Pendant que nous nous installons, Bruno CHEVILLON, contrebasse et bidouilles électroniques, est déjà installé derrière un rideau qui fait office d’écran transparent. Défilement d’images, bande son en italien et français, un entretien entre deux personnes ( « qu’est-ce qui vous a fait vous intéresser au sous-prolétariat ?  »). Kouahhh !!! un concert engagé, le lumpenprolétariat, la lie du monde, alors qu’on vit enfin un époque radieuse et apaisée ?

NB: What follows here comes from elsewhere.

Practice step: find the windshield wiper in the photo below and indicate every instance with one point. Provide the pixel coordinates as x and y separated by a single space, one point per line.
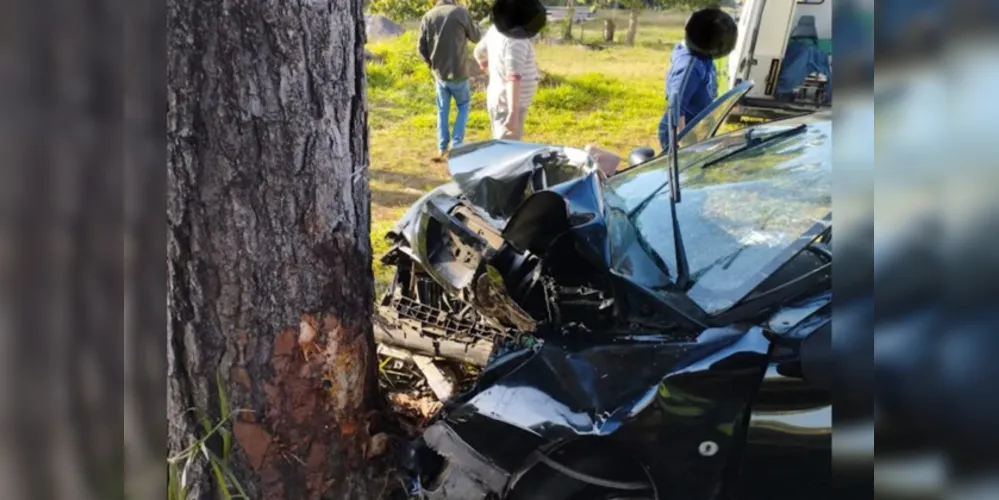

Dans la continuité de ces images et de la bande son, Chevillon tire les premières notes de sa contrebasse. Une savante manipulation lumineuse déconstruit l’espace vertical de la scène en kakemonos recevant qui une image fixe, qui un bout de film, faisant sortir le bassiste de l’ombre pas du tout, un peu, beaucoup. Impossible de ne pas penser aux essais multimedia actuels de la scène musicale. Non, une tablette graphique, la participation du public et la réactivité la plus immédiate ne suffisent pas. Confondre technologie et art, pfff.... Pourquoi pas l’art et le cochon ? Ici, la simplicité sophistiquée fait dans le genre épuré, dépouillé, économe, minimal. Pure poésie pure.
Chevillon n’a pas besoin d’en faire trop. Même pas besoin d’en faire d’ailleurs. Être-là suffit.
Et sa voix. Qui narre, conte et raconte en italien du Pasolini dans le texte.
Les kakemonos se résolvent en un seul fond de scène : nous nous retrouvons en plein Zao Wu Ki, ciel et nues mouvantes, noir-et-blanc âpre.
Alors, comme une seconde partie en forme de road movie : un horizon, le soleil levant, ça sent la route avalée comme les amphètes et les mâchoires serrées-bloquées à se péter les couronnes.
Chevillon alternemêle voix et contrebasse ; ses mouvements magnifiés par l’éclairage ( oui, Chevillon est customisé d’origine pour accrocher la lumière ) revisitent l’art d’enlever une partition comme on enlève une chaussette (avec élégance !! ), de tenir dressé un archet en attente. Il fabrique des sons à peine audibles ( frottis de la table d’harmonie paume à plat, pinces à linge pour des effets rebondissants, archers frottés sur la tranche de la table ), emploie quelques aides électroniques, mais pas plus que ça et déroule une suite de séquences-situations-historiettes-anecdotes-vignettes-paragraphes. On y croit !!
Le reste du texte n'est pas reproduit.